De acuerdo con un comunicado, la operación integra la capacidad de lanzamiento de cohetes de SpaceX con la tecnología de inteligencia artificial desarrollada por xAI, dando lugar a lo que Musk definió como “el motor de innovación verticalmente integrado más ambicioso dentro y fuera de la Tierra”.
La fusión se produce en un contexto en el que la financiación para la expansión acelerada de la inteligencia artificial, liderada por las grandes compañías tecnológicas, comienza a mostrar señales de presión, especialmente por los elevados costos energéticos y de infraestructura.
Centros de datos alimentados por energía solar
Musk explicó que SpaceX planea desplegar una constelación de satélites que funcionarán como centros de datos en el espacio, aprovechando la energía solar casi constante disponible en órbita para satisfacer la creciente demanda eléctrica que requiere el procesamiento de sistemas avanzados de IA.
“Al utilizar una fuente de energía continua, con costos operativos y de mantenimiento reducidos, estos satélites transformarán nuestra capacidad para escalar el cómputo”, afirmó el empresario.
Ambicioso plan de lanzamientos
Según los planes de la compañía, SpaceX aspira a lanzar hasta un millón de satélites que operarían como plataformas de procesamiento de datos, utilizando su cohete Starship.

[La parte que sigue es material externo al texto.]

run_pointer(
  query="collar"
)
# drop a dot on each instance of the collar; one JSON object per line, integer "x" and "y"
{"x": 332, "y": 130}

La empresa sostiene que esta nave alcanzará próximamente un ritmo de un lanzamiento por hora, con una capacidad de carga útil de hasta 200 toneladas por vuelo.
El comunicado no detalló los términos financieros de la fusión, aunque el acuerdo refuerza aún más la integración del extenso conglomerado empresarial de Musk, que ya incluye a Tesla, fabricante de vehículos eléctricos, y la red social X, anteriormente conocida como Twitter.
Con esta iniciativa, Musk apuesta por llevar la infraestructura tecnológica de la inteligencia artificial más allá del planeta, en un intento por sortear las limitaciones energéticas y de espacio que enfrenta la computación a gran escala en la Tierra.